Cette saisonnière bluette en bikini est un objet curieux, trimballant son inutilité -totale- avec une sorte de nonchalance qui, de loin en loin, lui permet de faire passer quelque chose, une singularité peut-être (mais ce serait un grand mot), en tout cas quelque chose de très minime et insuffisamment accrocheur. Inutilité totale : Blue crush ne raconte rien (sinon une romance de plage entre une surfeuse hawaïenne et un quaterback en stage détente + le dépassement par la surfeuse d’un traumatisme consécutif à un accident sub-aquatique), ne montre rien (sinon des grosses vagues et des bikinis). C’est, littéralement, un film en vacances. En vacances de récit, en vacances de mise en scène, mais aussi en vacances tout court : le plus réussi dans le film n’est pas le déluge de scènes de surf, filmées et montées en dépit du bon sens, mais tout ce qui touche à l’inactivité, aux congés, et qu’une poignée de personnages creux comme des vagues tente de mettre à profit.

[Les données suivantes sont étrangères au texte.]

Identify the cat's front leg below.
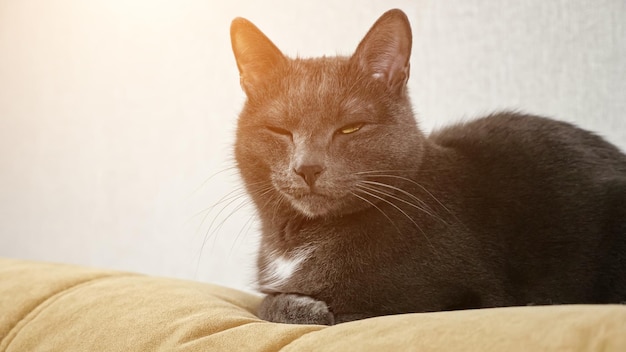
[258,293,335,325]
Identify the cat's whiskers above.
[363,170,454,215]
[360,181,450,225]
[357,184,437,254]
[350,191,402,234]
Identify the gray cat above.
[231,10,626,324]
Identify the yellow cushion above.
[0,259,626,352]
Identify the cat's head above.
[231,10,423,218]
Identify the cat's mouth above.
[283,190,336,218]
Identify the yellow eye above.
[339,123,364,134]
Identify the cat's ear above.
[230,17,286,95]
[351,9,413,91]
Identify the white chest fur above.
[259,248,312,292]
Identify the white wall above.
[0,0,626,289]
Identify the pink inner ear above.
[370,38,408,85]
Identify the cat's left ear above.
[351,9,413,92]
[230,17,286,96]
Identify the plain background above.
[0,0,626,290]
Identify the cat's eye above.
[337,122,365,134]
[265,126,291,137]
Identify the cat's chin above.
[290,194,333,219]
[288,193,343,219]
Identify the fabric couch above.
[0,259,626,352]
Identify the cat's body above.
[231,10,626,324]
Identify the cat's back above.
[429,112,626,173]
[423,112,626,304]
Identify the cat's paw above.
[258,293,335,325]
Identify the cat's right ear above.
[230,17,286,96]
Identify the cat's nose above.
[293,164,324,187]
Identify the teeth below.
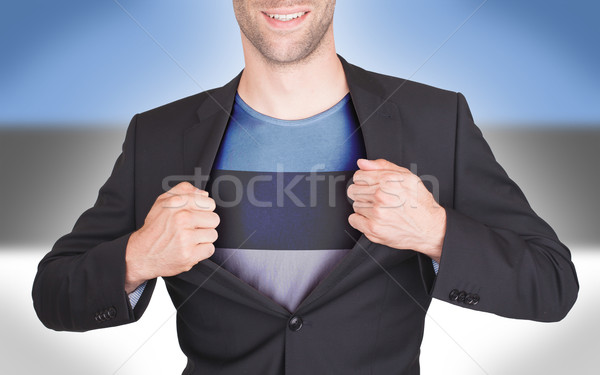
[267,12,306,21]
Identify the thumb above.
[356,159,404,171]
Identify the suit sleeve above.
[431,93,579,322]
[32,115,156,331]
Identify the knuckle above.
[373,189,388,203]
[210,229,219,242]
[173,210,191,225]
[210,212,221,228]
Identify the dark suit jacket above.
[33,57,579,375]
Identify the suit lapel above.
[182,55,412,315]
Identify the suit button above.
[448,289,458,301]
[465,293,473,305]
[288,316,302,332]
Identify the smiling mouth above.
[265,12,308,22]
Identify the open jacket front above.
[33,56,578,375]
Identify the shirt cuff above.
[128,281,147,309]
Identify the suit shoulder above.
[355,62,457,103]
[138,89,216,125]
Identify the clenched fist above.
[347,159,446,262]
[125,182,219,293]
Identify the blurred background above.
[0,0,600,375]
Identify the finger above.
[167,181,200,194]
[347,184,379,202]
[189,211,221,229]
[348,212,369,233]
[183,192,217,211]
[352,169,406,185]
[192,228,219,245]
[356,158,410,172]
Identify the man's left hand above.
[347,159,446,263]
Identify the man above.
[33,0,578,374]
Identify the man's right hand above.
[125,182,220,293]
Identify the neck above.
[238,28,349,120]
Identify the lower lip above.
[263,12,310,29]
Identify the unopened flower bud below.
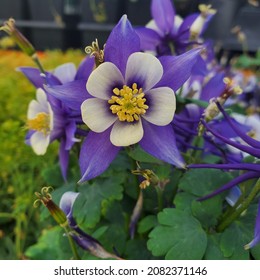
[0,18,36,56]
[34,187,68,227]
[190,4,216,40]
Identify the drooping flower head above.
[137,0,215,56]
[77,16,200,182]
[19,58,94,179]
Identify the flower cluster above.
[2,0,260,257]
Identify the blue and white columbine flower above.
[81,52,176,146]
[80,16,200,182]
[27,88,53,155]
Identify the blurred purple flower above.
[188,103,260,200]
[19,58,94,180]
[136,0,214,56]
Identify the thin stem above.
[64,227,80,260]
[32,53,45,74]
[0,212,15,219]
[217,179,260,232]
[155,185,163,212]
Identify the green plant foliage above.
[147,209,207,260]
[179,168,232,196]
[25,226,71,260]
[75,175,124,228]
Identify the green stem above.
[64,227,80,260]
[32,53,45,74]
[0,212,15,219]
[155,185,163,212]
[217,179,260,232]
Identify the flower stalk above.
[217,179,260,232]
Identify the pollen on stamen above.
[108,83,149,122]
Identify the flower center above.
[27,112,50,135]
[108,83,149,122]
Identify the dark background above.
[0,0,260,52]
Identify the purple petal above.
[18,67,60,88]
[135,27,161,51]
[53,62,77,84]
[151,0,175,34]
[188,163,260,172]
[140,120,185,168]
[79,129,120,183]
[198,172,259,201]
[45,80,92,111]
[75,57,95,81]
[202,121,260,158]
[200,73,226,101]
[178,13,199,41]
[60,192,79,218]
[65,121,78,150]
[157,48,201,91]
[105,15,140,76]
[59,138,69,181]
[129,189,143,239]
[217,104,260,149]
[245,201,260,249]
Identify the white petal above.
[27,88,52,119]
[53,62,77,84]
[110,120,144,147]
[126,52,163,92]
[30,131,50,155]
[87,62,124,100]
[81,98,117,132]
[36,88,48,104]
[145,19,164,36]
[142,87,176,126]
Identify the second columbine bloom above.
[81,52,176,146]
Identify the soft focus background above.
[0,0,260,259]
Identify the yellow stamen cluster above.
[108,83,149,122]
[223,77,243,95]
[199,4,217,18]
[27,112,50,135]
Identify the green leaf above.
[192,196,222,227]
[204,233,226,260]
[138,215,157,234]
[250,244,260,260]
[74,174,124,229]
[147,208,207,260]
[179,168,232,196]
[124,239,153,260]
[25,226,72,260]
[220,222,249,260]
[42,164,64,187]
[98,224,128,256]
[127,145,162,164]
[173,192,197,213]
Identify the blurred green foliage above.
[0,50,84,259]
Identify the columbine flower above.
[77,16,200,182]
[188,103,260,200]
[34,187,121,260]
[81,53,176,146]
[27,88,54,155]
[60,192,121,260]
[136,0,212,55]
[19,58,94,179]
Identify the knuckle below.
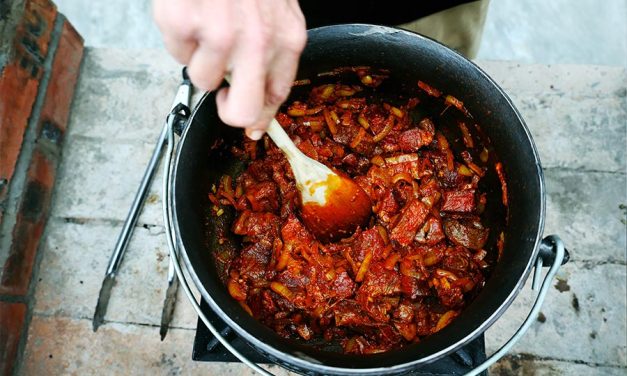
[218,107,257,128]
[206,30,235,53]
[286,29,307,53]
[266,83,291,106]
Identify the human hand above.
[153,0,307,140]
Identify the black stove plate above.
[192,300,488,376]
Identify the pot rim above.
[165,24,546,375]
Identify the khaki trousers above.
[398,0,490,59]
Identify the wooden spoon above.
[267,119,372,242]
[224,74,372,242]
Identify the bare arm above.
[154,0,307,139]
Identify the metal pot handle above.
[467,235,570,376]
[163,107,273,376]
[163,106,570,376]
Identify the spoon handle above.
[266,119,307,163]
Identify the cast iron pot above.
[170,25,564,374]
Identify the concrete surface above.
[55,0,627,66]
[21,49,627,375]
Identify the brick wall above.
[0,0,83,375]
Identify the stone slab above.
[53,137,162,225]
[34,219,196,328]
[490,355,627,376]
[476,60,627,98]
[486,262,627,367]
[544,169,627,264]
[514,94,627,173]
[21,315,289,376]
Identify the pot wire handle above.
[467,235,566,376]
[163,108,274,376]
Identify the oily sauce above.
[209,67,507,354]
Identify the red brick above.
[0,18,83,295]
[0,301,26,376]
[39,21,83,136]
[0,147,56,295]
[0,0,57,220]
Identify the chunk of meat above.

Anne-Marie, donc, la jeune surfeuse qui doit vaincre ses angoisses pour participer à la super coupe des filles, s’amourache d’un quaterback de passage, logé avec toute son équipe de foot dans un hôtel à touristes où elle travaille comme femme de ménage. Devenue la coqueluche de toute la team, elle accepte de donner aux molosses des cours de planches et les accompagne lors de soirées GO avec concours de danses hawaïennes et remise de colliers en fleur. On touche là le véritable cœur du film. Les vraies stars de Blue crush, ce sont les impayables bibendums de l’équipe de foot, souvent d’une beauferie hallucinante (ils se paient des putes pour des nuits d’orgies, et laissent au petit matin la moquette recouverte de vomi, de bouffe, de capotes usagées), mais presque attachants par leur façon d’être à mille années-lumière de ce qui se passe dans le film. Ce sont presque de beaux personnages de fond de plan (pendant qu’Anne-Marie se laisse conter fleurette au premier plan, on les aperçoit au fond tripoter leur gros bide avec un air de contentement quasiment orgasmique), de ceux qui font comme si de rien n’était, des « faites comme si on n’était pas là ». Malgré leur bonhomie d’ogre, Blue crush, qui ne leur rend pas vraiment justice, n’en reste pas moins un film sans importance.